Andrei Illarionov is a brave man, and so is Sergei Tretyakov. Both these men are trying to warn us about the same thing. History teaches that rulers who rob and butcher their own citizens will not hesitate to bomb and invade their neighbors. It must be remembered that the thugs in the Kremlin have thermonuclear weapons. They are improving these weapons, day by day. They arm terrorists throughout the world. They are supporting North Korea, Venezuela and Iran. And here is what I find most disturbing. Illarionov pointed out that “George Bush sees Vladimir Putin as his personal friend.”
This is a mystery, and Dr. Illarionov has no “good explanation for why it is so.” It is normal for Western governments to isolate gangster regimes. But the Kremlin has not been isolated. The Kremlin has murdered or poisoned various Russian and Ukrainian politicians. The facts are widely known. “Anyone who would behave remotely similar would be immediately isolated,” said Illarionov. But Russia has not been isolated.
“It is something really special,” Illarionov conceded. Russia is growing economically while breaking free of the pattern of civilized life. This is reminiscent of Nazi Germany. It creates a psychological feeling within Russia, a sense of superiority. “All those people believe they have found a way to make a successful political system,” Illarionov warned.
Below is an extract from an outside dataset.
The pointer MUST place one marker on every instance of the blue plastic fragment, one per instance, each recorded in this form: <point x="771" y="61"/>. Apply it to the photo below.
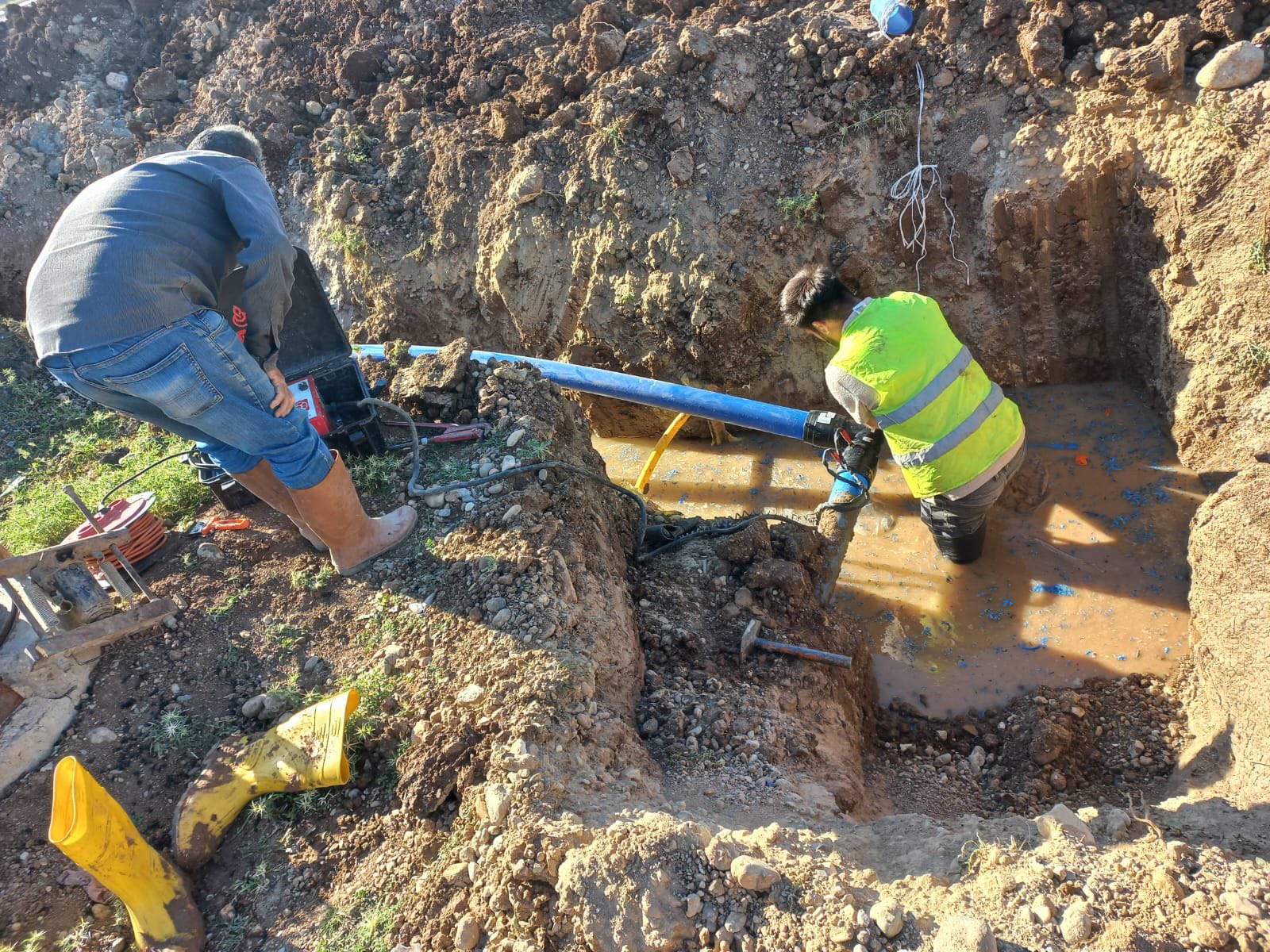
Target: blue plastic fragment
<point x="1058" y="589"/>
It makes violence and banditry seem like a workable alternative to civilization. People begin to believe that banditry has a future. Why not become a looter? Why not follow the bandit’s example?
From all of this we learn that the struggle for freedom is also a struggle for law and order. It is also a struggle against moral nihilism. Civilization exists because of standards. These standards refer to “right” and “wrong.” If there is no objective right and wrong, recognized as a basis for the rule of law, civilized society cannot long endure.